As Forbes reported this week, “Forget Cyber Monday, It’s Cyber Week.” Many companies are extending their online sales all week long, with new deals being introduced every day. But Even the best cyber deals can come with a shockingly hefty price – your constitutional right to hold the retailer accountable in court if it cheats you, delivers a bad product, or loses your personal information in a data breach.
Whenever you click through Amazon, eBay, or thousands of other online retailers, you might be unknowingly subjected to a forced arbitration clause, which allows the company to kick consumers out of court and instead funnel them into a rigged forum run by an arbitration provider selected by the company. This arbitrator is not required to have any legal training and does not even have to follow the law, but the decision is almost impossible to appeal. And because arbitration is a secretive process, customers and the public will likely not be able to learn of the extent of the company’s wrongdoing.

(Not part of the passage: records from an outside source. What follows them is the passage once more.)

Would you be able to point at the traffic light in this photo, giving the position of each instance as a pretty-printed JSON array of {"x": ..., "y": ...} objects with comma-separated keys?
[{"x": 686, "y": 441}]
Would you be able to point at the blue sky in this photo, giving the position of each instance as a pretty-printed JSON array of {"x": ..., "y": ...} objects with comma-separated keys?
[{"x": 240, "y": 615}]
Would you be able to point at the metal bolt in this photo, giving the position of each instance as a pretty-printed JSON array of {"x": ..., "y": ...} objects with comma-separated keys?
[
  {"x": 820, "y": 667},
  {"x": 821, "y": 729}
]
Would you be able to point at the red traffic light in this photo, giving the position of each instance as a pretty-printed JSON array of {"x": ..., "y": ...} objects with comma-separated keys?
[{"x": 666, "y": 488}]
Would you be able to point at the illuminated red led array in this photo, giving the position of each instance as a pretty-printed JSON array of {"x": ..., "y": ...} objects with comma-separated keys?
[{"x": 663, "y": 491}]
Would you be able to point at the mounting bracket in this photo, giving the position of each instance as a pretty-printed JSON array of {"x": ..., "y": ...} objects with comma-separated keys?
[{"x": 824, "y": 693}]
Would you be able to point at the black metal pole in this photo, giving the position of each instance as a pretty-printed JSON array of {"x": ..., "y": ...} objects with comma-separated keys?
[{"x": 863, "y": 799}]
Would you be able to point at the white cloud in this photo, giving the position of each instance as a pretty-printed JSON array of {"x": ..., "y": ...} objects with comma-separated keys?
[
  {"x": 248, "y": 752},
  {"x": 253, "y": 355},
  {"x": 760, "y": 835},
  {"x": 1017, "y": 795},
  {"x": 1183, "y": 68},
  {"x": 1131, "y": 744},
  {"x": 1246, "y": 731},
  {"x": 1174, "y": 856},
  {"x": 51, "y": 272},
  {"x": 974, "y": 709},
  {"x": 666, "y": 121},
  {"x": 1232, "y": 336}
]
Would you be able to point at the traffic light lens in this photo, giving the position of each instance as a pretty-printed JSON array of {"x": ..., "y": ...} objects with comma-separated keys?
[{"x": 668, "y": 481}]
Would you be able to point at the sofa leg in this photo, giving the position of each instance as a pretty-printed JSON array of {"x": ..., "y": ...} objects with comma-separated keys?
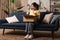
[
  {"x": 52, "y": 35},
  {"x": 3, "y": 31}
]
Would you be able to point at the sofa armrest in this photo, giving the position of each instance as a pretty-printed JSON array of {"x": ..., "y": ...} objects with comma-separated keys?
[{"x": 3, "y": 21}]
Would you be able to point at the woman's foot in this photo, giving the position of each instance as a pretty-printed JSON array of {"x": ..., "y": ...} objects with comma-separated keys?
[
  {"x": 26, "y": 36},
  {"x": 30, "y": 37}
]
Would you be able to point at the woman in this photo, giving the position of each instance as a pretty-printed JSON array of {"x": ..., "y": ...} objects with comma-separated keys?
[{"x": 34, "y": 11}]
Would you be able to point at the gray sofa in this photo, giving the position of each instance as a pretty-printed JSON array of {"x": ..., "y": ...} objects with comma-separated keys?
[{"x": 21, "y": 25}]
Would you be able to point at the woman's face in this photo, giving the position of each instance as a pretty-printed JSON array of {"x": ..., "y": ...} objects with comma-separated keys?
[{"x": 32, "y": 7}]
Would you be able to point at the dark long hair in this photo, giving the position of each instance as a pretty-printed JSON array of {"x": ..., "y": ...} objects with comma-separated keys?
[{"x": 35, "y": 5}]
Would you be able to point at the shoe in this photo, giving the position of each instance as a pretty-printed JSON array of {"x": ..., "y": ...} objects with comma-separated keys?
[
  {"x": 30, "y": 36},
  {"x": 26, "y": 36}
]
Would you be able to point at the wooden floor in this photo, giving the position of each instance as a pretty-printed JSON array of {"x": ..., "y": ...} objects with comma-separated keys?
[{"x": 19, "y": 35}]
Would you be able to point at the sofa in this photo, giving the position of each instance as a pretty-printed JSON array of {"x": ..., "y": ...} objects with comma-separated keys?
[{"x": 21, "y": 25}]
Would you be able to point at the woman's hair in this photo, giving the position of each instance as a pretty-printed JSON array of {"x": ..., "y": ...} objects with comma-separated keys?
[{"x": 35, "y": 5}]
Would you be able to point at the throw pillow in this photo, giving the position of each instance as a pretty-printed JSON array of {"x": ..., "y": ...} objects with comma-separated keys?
[
  {"x": 54, "y": 18},
  {"x": 48, "y": 18},
  {"x": 12, "y": 19}
]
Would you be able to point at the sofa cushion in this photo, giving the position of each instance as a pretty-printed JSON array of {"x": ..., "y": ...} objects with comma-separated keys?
[
  {"x": 12, "y": 19},
  {"x": 46, "y": 26},
  {"x": 14, "y": 24},
  {"x": 19, "y": 15},
  {"x": 54, "y": 18},
  {"x": 48, "y": 18}
]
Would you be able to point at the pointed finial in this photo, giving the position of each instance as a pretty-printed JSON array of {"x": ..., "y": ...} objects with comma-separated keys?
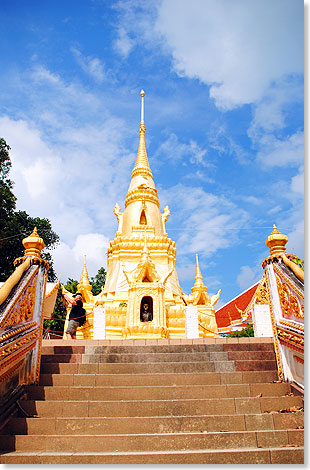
[
  {"x": 33, "y": 244},
  {"x": 142, "y": 127},
  {"x": 84, "y": 281},
  {"x": 276, "y": 242}
]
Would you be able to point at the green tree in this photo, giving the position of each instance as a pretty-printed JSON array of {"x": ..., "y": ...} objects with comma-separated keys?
[
  {"x": 16, "y": 225},
  {"x": 98, "y": 281},
  {"x": 245, "y": 332},
  {"x": 7, "y": 198}
]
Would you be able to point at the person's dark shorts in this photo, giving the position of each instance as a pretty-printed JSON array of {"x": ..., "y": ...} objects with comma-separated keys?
[{"x": 72, "y": 326}]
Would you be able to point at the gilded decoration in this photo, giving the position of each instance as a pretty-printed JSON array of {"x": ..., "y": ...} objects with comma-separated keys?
[
  {"x": 19, "y": 343},
  {"x": 16, "y": 331},
  {"x": 13, "y": 280},
  {"x": 23, "y": 306},
  {"x": 262, "y": 294},
  {"x": 142, "y": 262},
  {"x": 296, "y": 326},
  {"x": 292, "y": 340},
  {"x": 275, "y": 333},
  {"x": 290, "y": 304}
]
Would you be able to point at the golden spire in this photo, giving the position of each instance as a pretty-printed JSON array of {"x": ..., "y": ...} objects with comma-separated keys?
[
  {"x": 33, "y": 244},
  {"x": 84, "y": 281},
  {"x": 142, "y": 166},
  {"x": 276, "y": 242},
  {"x": 199, "y": 285}
]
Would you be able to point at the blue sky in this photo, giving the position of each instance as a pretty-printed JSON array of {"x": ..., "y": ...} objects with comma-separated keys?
[{"x": 223, "y": 113}]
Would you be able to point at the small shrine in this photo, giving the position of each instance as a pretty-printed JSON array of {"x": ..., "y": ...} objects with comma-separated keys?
[{"x": 142, "y": 297}]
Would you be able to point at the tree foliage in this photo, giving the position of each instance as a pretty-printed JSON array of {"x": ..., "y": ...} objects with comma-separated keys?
[
  {"x": 16, "y": 225},
  {"x": 245, "y": 332}
]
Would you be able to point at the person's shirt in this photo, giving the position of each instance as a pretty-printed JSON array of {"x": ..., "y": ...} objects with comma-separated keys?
[{"x": 77, "y": 311}]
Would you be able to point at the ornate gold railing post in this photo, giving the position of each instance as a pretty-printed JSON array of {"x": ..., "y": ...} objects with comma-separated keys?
[{"x": 21, "y": 318}]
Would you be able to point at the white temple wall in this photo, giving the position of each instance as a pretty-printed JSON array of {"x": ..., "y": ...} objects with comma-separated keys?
[
  {"x": 191, "y": 322},
  {"x": 262, "y": 321},
  {"x": 99, "y": 323}
]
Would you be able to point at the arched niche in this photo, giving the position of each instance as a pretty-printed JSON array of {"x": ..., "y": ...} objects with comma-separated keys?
[
  {"x": 143, "y": 219},
  {"x": 146, "y": 309}
]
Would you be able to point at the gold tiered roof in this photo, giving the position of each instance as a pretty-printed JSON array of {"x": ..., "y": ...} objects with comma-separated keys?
[{"x": 276, "y": 242}]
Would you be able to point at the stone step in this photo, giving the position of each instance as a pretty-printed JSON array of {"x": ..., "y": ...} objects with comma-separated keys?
[
  {"x": 154, "y": 424},
  {"x": 275, "y": 455},
  {"x": 153, "y": 442},
  {"x": 155, "y": 392},
  {"x": 173, "y": 349},
  {"x": 203, "y": 378},
  {"x": 223, "y": 344},
  {"x": 138, "y": 368},
  {"x": 176, "y": 407},
  {"x": 143, "y": 357}
]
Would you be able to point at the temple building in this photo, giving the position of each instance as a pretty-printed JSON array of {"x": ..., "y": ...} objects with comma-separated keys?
[{"x": 142, "y": 297}]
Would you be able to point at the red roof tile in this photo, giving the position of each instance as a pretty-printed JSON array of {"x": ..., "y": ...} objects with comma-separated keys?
[{"x": 242, "y": 301}]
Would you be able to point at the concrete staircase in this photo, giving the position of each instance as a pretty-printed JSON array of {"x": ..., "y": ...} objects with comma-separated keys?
[{"x": 205, "y": 401}]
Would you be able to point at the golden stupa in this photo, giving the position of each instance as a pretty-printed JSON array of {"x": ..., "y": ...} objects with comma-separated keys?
[{"x": 142, "y": 297}]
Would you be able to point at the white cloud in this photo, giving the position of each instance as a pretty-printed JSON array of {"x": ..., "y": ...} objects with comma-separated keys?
[
  {"x": 204, "y": 222},
  {"x": 236, "y": 47},
  {"x": 68, "y": 260},
  {"x": 176, "y": 151},
  {"x": 295, "y": 242},
  {"x": 297, "y": 184},
  {"x": 90, "y": 65},
  {"x": 281, "y": 153},
  {"x": 123, "y": 44}
]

Forced arbitration clauses are ubiquitous in websites, as the New York Times recently reported, but they are also controversial. In response to the article, American Association for Justice CEO Linda Lipsen published a letter in the Times explaining why she considers forced arbitration one of the greatest threats to American consumers, especially for online shoppers:
“…I have seen forced arbitration clauses in consumer and employment contracts that required the dispute to be decided by a religious official, a Native American tribal council, and in the case of the National Football League cheerleaders suing for wage and hour violations, the commissioner of the N.F.L.” Ms. Lipsen wrote. “Emerging issues like online consumer privacy must be carefully considered in a court of law, not a rigged system designed by corporations that don’t take the necessary steps to protect their customers.”
Is your right to ensure corporate accountability worth less than a great deal on a flatscreen TV?